|Art by Jereme Peabody|
“The Song of Black Mountain” by Darrell Schweitzer (3807 words)
No Spoilers: Valas is a young minstrel. Well, kind of. He’s conscripted by his older brother, Altheric, on a heroic quest. A quest that Altheric gets the jump on, to journey to a mountain where a sorcerer was once killed by a great hero, and where once again dragons have gathered. Valas is young and not exactly good at the whole adventuring thing, but Altheric seems born to it, quickly advancing through challenge after challenge, carrying Valas like so much luggage, expecting his young brother to craft the journey into a worthy story. As they push deeper into Black Mountain, though, Valas begins to hear a different song at work—one that works into him as well. It’s a piece that takes on classic adventuring with a dark twist, and maintains a rather fun feel and tone through to an ending that is ominous and chilling.

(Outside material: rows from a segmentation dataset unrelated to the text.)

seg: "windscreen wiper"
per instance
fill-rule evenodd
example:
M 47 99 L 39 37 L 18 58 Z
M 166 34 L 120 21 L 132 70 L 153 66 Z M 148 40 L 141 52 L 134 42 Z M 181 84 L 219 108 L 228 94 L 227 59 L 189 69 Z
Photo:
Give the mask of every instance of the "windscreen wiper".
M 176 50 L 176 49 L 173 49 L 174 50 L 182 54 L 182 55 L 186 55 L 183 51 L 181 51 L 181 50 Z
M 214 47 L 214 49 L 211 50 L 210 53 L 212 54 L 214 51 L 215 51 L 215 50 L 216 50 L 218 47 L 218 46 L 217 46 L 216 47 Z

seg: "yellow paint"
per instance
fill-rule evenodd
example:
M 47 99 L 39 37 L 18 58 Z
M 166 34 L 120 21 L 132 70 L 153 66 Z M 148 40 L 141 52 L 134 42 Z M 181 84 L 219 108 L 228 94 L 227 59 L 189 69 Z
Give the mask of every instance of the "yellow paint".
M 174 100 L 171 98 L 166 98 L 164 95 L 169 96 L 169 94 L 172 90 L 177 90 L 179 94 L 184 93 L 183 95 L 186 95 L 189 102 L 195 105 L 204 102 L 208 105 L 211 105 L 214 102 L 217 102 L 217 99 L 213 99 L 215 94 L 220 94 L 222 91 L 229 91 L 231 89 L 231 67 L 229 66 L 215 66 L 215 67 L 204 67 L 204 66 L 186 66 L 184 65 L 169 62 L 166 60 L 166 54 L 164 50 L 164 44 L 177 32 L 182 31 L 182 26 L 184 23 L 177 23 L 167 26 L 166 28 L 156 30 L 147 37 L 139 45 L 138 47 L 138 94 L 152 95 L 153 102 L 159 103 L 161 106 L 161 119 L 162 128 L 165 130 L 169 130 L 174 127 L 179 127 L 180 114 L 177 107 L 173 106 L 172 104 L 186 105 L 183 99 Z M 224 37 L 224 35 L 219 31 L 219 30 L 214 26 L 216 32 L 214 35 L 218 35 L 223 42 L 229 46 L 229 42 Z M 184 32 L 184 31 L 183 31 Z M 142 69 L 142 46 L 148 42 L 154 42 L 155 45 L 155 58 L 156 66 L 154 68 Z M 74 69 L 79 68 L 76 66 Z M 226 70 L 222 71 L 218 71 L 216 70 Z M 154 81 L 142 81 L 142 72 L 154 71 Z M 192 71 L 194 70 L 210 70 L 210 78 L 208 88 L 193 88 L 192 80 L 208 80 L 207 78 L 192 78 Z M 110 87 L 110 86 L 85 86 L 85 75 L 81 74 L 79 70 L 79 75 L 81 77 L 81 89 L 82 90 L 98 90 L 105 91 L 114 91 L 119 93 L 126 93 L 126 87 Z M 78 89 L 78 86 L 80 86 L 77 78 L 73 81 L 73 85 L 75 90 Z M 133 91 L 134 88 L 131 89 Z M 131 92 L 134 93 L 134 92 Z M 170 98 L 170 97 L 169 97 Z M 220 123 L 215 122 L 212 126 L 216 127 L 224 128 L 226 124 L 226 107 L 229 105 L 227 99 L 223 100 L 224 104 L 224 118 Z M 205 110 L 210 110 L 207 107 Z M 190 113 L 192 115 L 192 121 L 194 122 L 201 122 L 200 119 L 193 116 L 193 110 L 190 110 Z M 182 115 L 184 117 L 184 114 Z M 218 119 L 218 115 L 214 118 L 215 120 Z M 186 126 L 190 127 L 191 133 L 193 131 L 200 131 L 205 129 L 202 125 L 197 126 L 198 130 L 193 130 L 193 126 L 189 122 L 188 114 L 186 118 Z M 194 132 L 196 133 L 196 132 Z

Keywords: Music, Quests, Heroes, Ghosts, Dragons, Siblings
Review: I like how this story approaches the idea of stories and quests, from the beginning showing Altheric as both a heroic cliche (he’s buff, he’s decisive, he knows how to harness magic) and as something of a cheat. He gets the jump on the quest, leaving before it’s even been declared, because he wants to be the one to win. He also doesn’t give Valas a choice in coming with, grabbing him and carrying him roughly when needed. It sets him up as a hero in name only, ambitious and very much wanting the fame and glory of being a champion and not really averse to getting his hands dirty, but not pure in thought or deed. He’s easily tempted by power and by money, and has no problem with pretending that he’s better than he is. That’s Valas’ job, really, to tell the story in a way that will make Altheric look good, that will erase his sins and highlight his virtues. Which Valas says he’ll do, only the story itself is his song, is his legacy, and he doesn’t erase his brother’s failings. They are present for all to see, and it makes for a more complex view of the “hero.” Indeed, for me, this piece is a lot about narratives, about how they shape meaning by what they include. Here is the story of Valas, but even that isn’t necessarily the story of What Actually Happened. After all (and I love this), the story hints that Valas might have had his own less than noble reasons for doing what he does. But once he commits himself and acts, he’s the only one left to tell the story. And that gives him power. Not to create, but rather to shape the narrative and how it’s formed. To be able to wrap the truth in a layer of self-interest. And the story seems to me to point to the way that the story is eternal, is something that never ends, because it is constantly being taken up and passed along, Valas becoming inheritor to its power and magic in a rather literal way but also figuratively, as one more storyteller in an unbroken chain. It’s a strange but rather interesting piece, charmingly told and fun throughout and deepening in the end with all the suddenness of being pushed out a window and into the open air, falling away into darkness. Definitely worth checking out!